How to configure Okta SAML SSO

Before you start…

  • You must be a Calendly account owner or admin to enable Single sign-on (SSO). 
  • You must use the same email address for both Calendly and Okta. 

Okta SAML SSO features

  • Identity Provider Initiated SSO (IdP-initiated) 

    • Users can log in to their identity provider and select the Calendly app.

    • Only available if your identity provider supports a Default Relay State.

  • Service Provider Initiated SSO (SP-initiated)

    • Users can log in via, and your identity provider will authenticate the user.

  • Just-in-Time (JIT) user creation is not supported. You can provision users with SCIM.

Step 1: Add Calendly as an Okta application

  1. Open the Okta admin dashboard and select Applications.
  2. Select Add Application.
  3. Select Browse App Catalog.
  4. Search for the Calendly application.
  5. Select the Add button for the Calendly application.
  6. In General Settings select the appropriate values for:
    • Application Visibility - If you want to temporarily hide the app while configuring, select the check box next to Do not display application icon to users. (You will need to change this after configuration to make the app visible to your users.)
    • Browser plugin auto-submit
  7. Select Next.
  8. Under Sign On Methods, select SAML 2.0.
  9. Select View Setup Instructions.
  10. Leave this tab open and proceed to Step 2.

Step 2: Configure Okta SAML SSO on Calendly

  1. If you no longer have your Okta window open after completing the previous steps, open the Okta admin dashboard and select Applications, Calendly (or whatever you chose to name the Calendly application), and select the Sign On tab.

  2. Select View Setup Instructions.

  3. In a new tab, navigate to your Calendly home page. Select Account, then Organization Settings, then Single Sign On.

  4. In Okta, copy the Identity Provider Single Sign-On URL. Then, in Calendly, paste into the Identity provider's SAML HTTP Request URL field.

  5. In Okta, copy the Identity Provider Issuer. Then, in Calendly, past into the Entity ID field.

  6. In Okta, download the X.509 Certificate (PEM text format) and upload it into Calendly in the X.509 certificate for SAML authentication box. (Alternatively the certificate may be copied and pasted into the correct field.)

  7. Set Session duration to the appropriate value for your organization’s security policies.
  8. In Calendly, select Save & continue.
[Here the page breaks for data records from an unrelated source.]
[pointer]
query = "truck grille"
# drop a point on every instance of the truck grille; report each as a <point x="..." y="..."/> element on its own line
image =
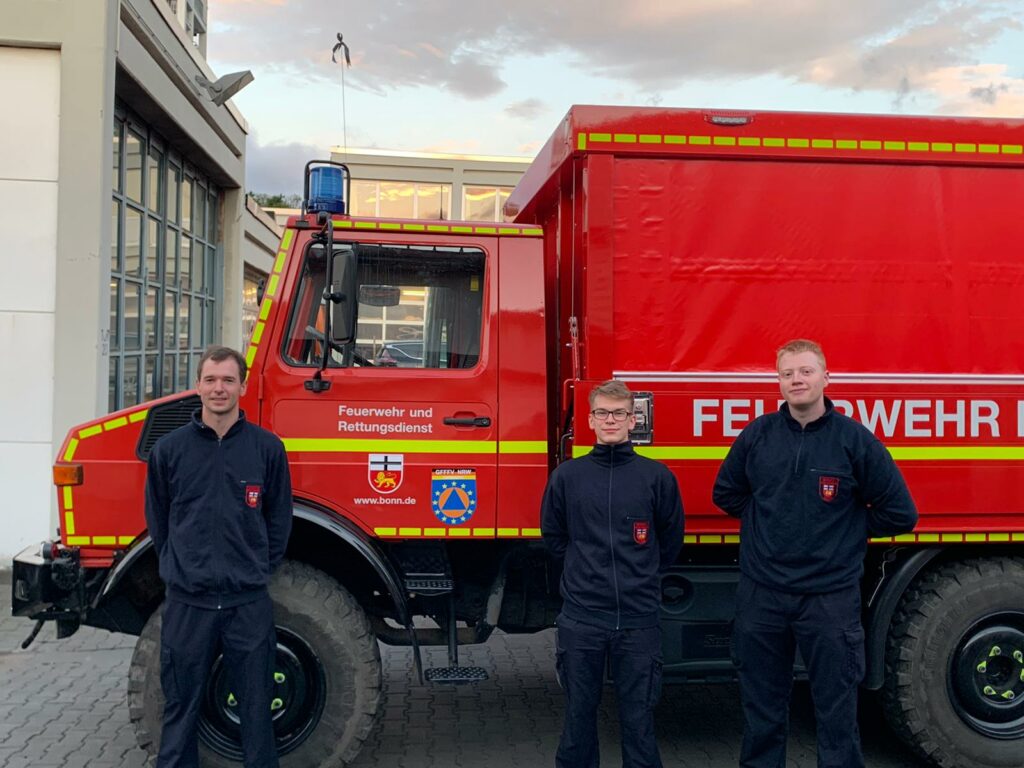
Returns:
<point x="163" y="419"/>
Step 3: Update the Application SAML URLs within Okta

  1. From the Okta Admin dashboard, select Applications, Calendly (or whatever you choose to name the Calendly application), and select the Sign On tab. 

  2. In the top section labeled Settings, select Edit. Then scroll down to the Advanced Sign-on Settings section.
  3. In Calendly, select Copy Audience URL. Then, go to Okta and paste it in the Audience URI (SP Entity ID) field.
  4. In Calendly, select Copy ACS URL. Then, go to Okta and paste it in the Single sign on URL field.
  5. (Optional, but required for IdP-initiated SSO.) In Calendly, select Copy default relay state. In Okta, paste it in the Default Relay State field.
  6. In Okta, for Application username format select Email
  7. Select Save.

Step 4: Test connection

  1. Under the Assignments tab in Okta, assign your Okta user the Calendly application by selecting Assign, Assign to People, and the user to assign it to.

  2. If the user’s email is different from the one used to log in to Calendly, enter the correct email address in the User Name field and select Save and Go Back.

  3. In Calendly, select Test Connection. If successful, you’ll see a confirmation and be able to proceed to the next step.

Step 5: Enforce for your organization

  1. In Okta, assign Calendly to the desired users. If you're assigning many users, you can follow these instructions from Okta.

  2. In Calendly, select Enforce SAML SSO for my organization

Once SSO is enforced, all users will be logged out and need to use SSO to log into Calendly. Only the organization owner and admins can log in using their fallback (original) login method by selecting Log in using another method on the login page.